Les saluts que les deux antagonistes échangèrent étaient parfaitement dans leur caractère réciproque. Celui de l’alderman fut calme, sévère et formel, tandis que son compagnon ne pouvait renoncer à l’aisance de ses manières, même dans un moment où il éprouvait un tel désappointement. Vaincu dans l’effort que sa position désespérée, et peut-être son caractère ardent, avaient pu seuls le porter à tenter, le descendant dégénéré du vertueux Clarendon se rendit à sa prison, avec l’air d’un homme qui affectait une grande supériorité sur ses concitoyens, mais dont l’esprit était endurci par l’habitude de la dépravation, qui laissait à peine sur son visage une trace de dignité ou de vertu.



  1. Expression de Shakespeare.
  2. La ville ayant été hollandaise dans l’origine, plusieurs des usages de cette nation s’y conservent encore, et ces hauts stoops existent dans la plupart des habitations. Les rues sont plus ou moins bordées d’arbres, et presque toutes les maisons qui ne sont pas en pierres sont peintes.

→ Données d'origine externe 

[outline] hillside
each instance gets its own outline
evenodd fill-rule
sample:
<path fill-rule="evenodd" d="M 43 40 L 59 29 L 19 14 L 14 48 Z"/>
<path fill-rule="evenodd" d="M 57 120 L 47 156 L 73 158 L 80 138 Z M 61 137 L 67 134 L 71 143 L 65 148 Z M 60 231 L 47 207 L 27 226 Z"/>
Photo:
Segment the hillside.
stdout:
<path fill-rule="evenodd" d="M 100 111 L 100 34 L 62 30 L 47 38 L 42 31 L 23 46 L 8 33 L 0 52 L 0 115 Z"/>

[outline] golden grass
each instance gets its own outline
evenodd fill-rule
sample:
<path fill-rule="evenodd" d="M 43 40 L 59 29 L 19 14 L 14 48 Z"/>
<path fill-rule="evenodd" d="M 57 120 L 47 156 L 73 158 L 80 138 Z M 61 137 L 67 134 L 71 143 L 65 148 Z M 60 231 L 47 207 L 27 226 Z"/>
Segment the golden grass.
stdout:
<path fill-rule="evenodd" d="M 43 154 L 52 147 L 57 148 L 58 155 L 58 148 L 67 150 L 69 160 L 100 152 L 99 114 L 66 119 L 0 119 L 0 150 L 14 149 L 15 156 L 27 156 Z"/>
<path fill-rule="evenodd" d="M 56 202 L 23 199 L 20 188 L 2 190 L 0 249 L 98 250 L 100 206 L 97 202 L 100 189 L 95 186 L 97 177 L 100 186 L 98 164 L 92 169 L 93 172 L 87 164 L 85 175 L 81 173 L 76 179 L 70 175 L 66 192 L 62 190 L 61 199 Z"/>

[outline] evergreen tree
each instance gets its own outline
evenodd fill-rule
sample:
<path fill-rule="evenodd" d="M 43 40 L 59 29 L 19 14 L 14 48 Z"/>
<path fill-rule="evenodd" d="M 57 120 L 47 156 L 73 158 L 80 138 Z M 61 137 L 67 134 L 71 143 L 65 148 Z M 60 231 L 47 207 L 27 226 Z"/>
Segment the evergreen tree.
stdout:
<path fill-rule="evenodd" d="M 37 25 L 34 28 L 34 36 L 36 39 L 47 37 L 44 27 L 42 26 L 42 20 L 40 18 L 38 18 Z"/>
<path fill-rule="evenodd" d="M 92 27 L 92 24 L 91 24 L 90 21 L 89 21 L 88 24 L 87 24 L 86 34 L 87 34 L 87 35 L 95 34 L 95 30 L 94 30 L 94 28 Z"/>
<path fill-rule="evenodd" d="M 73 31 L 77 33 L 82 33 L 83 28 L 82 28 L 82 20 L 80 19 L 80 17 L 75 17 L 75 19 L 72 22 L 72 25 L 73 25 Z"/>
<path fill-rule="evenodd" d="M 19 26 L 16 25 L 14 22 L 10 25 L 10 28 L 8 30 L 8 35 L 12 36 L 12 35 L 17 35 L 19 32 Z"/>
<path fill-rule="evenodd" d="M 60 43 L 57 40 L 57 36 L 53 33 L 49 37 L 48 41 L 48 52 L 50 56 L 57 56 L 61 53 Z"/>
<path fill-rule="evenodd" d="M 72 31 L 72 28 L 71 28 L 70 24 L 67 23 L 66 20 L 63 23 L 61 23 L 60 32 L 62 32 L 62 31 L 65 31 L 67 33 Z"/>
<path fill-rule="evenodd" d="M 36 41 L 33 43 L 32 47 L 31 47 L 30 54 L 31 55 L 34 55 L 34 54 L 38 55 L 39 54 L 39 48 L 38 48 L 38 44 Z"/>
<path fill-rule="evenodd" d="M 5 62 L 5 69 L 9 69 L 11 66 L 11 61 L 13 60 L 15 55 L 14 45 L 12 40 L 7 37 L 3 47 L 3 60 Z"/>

  3. Le langage auquel on fait allusion ici porte dans l’ouvrage le nom de hollandais, et d’ordinaire est considéré en Amérique comme tel ; mais des observations faites sur les lieux ont convaincu l’auteur que ce dialecte appartient en réalité aux Flamands.
  4. Officier qui était chargé de fouetter les nègres, lorsque l’esclavage existait à New-York.
  5. Les fêtes de Pâques, temps de grandes réjouissances parmi les nègres de New-York.
  6. La répétition des mêmes lettres (allitération), dans ces diverses épithètes, explique le jeu de mots, qui est plus de l’esprit de la langue anglaise que de la nôtre.
  7. Lord Cornbury, ce gouverneur de New-York connu pour le relâchement de ses mœurs, était le petit-fils du fameux comte de Clarendon, et un cousin germain de la reine Anne.